Penulis: Ichwan Anggawirya

pada judul yang dimuat di harian Kompas halaman 7 2020 12 Agustus sebagai “Tidak ada UU Pelanggaran Hak Cipta,” pasal tersebut, penulis harap dapat Pasal 95 (UU No 28 Tahun 2014 tahun 2014). 4) Mengenai masalah hak cipta, kecuali jika pelanggaran hak cipta diajukan dalam bentuk hacking, maka sengketa harus diselesaikan melalui mediasi sebelum proses pidana dimulai. Saat menerima pengaduan pelanggaran hak cipta, KI Mabes Polri dan penyidik ​​PPNS selalu meminta bukti untuk membuktikan bahwa mediasi telah dilakukan, atau setidaknya menyiksa legal author yang diduga melakukan pelanggaran. Dalam perkara pidana, isi Pasal 95 ayat (4) UU Hak Cipta Nomor 28 Tahun 2014 adalah sebagai berikut:

“Kecuali pelanggaran hak cipta dan / atau hak terkait berupa pembajakan, sepanjang pihak-pihak yang terlibat Bagi sengketa yang diketahui ada dan / atau berada dalam wilayah kesatuan negara Republik Indonesia, maka harus mengupayakan penyelesaian sengketa melalui mediasi terlebih dahulu sebelum memulai proses pidana.Pasalnya sangat jelas bahwa mediasi berkaitan dengan penyelesaian sengketa, bukan tuntutan pidana.

Menurut Pasal 95 (2), istilah “sengketa” jelas merupakan perkara perdata. Pengadilan yang berwenang sebagaimana dimaksud dalam Pasal (1) adalah pengadilan niaga. – Pasal 95 (() Pasal 4) memberikan pengecualian lain kecuali pembajakan, karena dalam kasus pembajakan, ini murni kasus pidana dengan cakupan yang lebih luas Bukti nyata, sedangkan dalam litigasi harus ada unsur perdata yang memerlukan bukti formal. Oleh karena itu, jika ada tuntutan pidana harus ditunda terlebih dahulu dan menunggu putusan perkara pidana perdata, seperti Peraturan Mahkamah Agung Nomor 1 Tahun 1956:

Pasal 1: Jika “perkara pidana dipertimbangkan Untuk itu perlu ditentukan apakah ada perkara perdata yang melibatkan unsur tertentu atau hubungan antara dua pihak tertentu, kemudian perkara pidana tersebut dapat ditinjau kembali dalam perkara perdata yang menyangkut ada atau tidaknya hukum perdata. Penundaan sampai putusan pengadilan.

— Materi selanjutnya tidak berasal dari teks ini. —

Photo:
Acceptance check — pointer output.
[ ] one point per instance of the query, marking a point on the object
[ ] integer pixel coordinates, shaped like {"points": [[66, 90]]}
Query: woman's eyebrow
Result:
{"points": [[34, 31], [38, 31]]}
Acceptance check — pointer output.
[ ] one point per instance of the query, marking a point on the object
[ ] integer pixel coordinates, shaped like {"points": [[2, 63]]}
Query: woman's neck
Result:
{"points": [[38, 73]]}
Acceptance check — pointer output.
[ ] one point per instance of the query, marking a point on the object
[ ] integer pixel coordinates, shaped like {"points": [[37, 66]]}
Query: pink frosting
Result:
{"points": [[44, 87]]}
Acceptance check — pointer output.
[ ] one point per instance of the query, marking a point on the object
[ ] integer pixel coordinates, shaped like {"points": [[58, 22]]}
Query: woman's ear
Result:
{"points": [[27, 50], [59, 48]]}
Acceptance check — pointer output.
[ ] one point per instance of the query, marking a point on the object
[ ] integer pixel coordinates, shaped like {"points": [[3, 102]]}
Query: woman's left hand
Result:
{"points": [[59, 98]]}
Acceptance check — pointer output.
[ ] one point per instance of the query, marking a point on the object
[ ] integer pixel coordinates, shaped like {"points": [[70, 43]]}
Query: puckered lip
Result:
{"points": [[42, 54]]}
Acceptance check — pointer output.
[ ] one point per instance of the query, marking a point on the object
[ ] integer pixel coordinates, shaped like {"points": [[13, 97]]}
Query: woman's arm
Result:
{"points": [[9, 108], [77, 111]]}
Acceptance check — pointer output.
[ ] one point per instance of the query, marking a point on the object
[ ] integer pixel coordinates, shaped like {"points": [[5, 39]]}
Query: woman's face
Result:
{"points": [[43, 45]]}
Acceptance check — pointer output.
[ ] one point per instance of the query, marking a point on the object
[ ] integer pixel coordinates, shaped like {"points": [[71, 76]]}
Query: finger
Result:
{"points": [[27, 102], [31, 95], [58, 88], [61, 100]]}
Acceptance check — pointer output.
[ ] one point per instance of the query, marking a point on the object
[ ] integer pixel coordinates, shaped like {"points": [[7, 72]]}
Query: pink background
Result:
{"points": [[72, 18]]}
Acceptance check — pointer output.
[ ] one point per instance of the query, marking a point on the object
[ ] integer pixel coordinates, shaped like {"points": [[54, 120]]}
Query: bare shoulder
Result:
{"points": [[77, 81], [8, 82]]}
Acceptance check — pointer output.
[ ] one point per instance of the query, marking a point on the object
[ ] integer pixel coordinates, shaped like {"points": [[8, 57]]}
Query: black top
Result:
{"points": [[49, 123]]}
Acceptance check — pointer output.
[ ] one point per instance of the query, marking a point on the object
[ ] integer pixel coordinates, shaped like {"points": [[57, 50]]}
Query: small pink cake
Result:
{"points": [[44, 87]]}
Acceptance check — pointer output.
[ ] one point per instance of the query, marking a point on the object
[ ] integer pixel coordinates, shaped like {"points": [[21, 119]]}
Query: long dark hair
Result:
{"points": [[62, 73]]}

Pasal 2: Menunda penyidikan perkara pidana dan menghentikan penyidikan sewaktu-waktu bila dirasa tidak perlu.

Menimbang isi Pasal 3 adalah sebagai berikut: “Bertanggung jawab atas peninjauan kembali perkara pidana Pengadilan tidak terikat oleh keputusan pengadilan terkait ada atau tidak adanya putusan perdata dalam peninjauan perdata. Hak Sipil Sebelumnya “, Surat Edaran Nomor 4 Tahun 2016 meninjau kembali rumusan pelaksanaan hasil rapat paripurna Mahkamah Agung tahun 2016 sebagai pedoman pelaksanaan tugas pengadilan. Sejak tahun 2014, Pasal 95 (4) Undang-Undang Hak Cipta Nomor 28 Dalam pembahasan paragraf, pasal ini tidak menentukan mediasi sengketa perdata sesuai dengan ketentuan dalam gugatan perdata, bukan mediasi perkara pidana. Mediasi penyelesaian sengketa … “Tidak ada ketentuan yang melarang pelaporan tuntutan pidana atau panggilan pengadilan dalam kasus pidana, tetapi Hanya jika terjadi perselisihan perdata barulah “tuduhan” pidana dipertahankan.

Kesimpulan penulis, kasus harus dipahami dari substansi dan latar belakangnya, karena sangat kausal (kasus per kasus), sehingga tidak bisa digeneralisasikan.Pasal 95 (4) sudah tepat dan tidak boleh diabaikan Menempatkan pihak yang diduga melakukan pelanggaran, terutama dalam kasus dugaan pelanggaran hak cipta.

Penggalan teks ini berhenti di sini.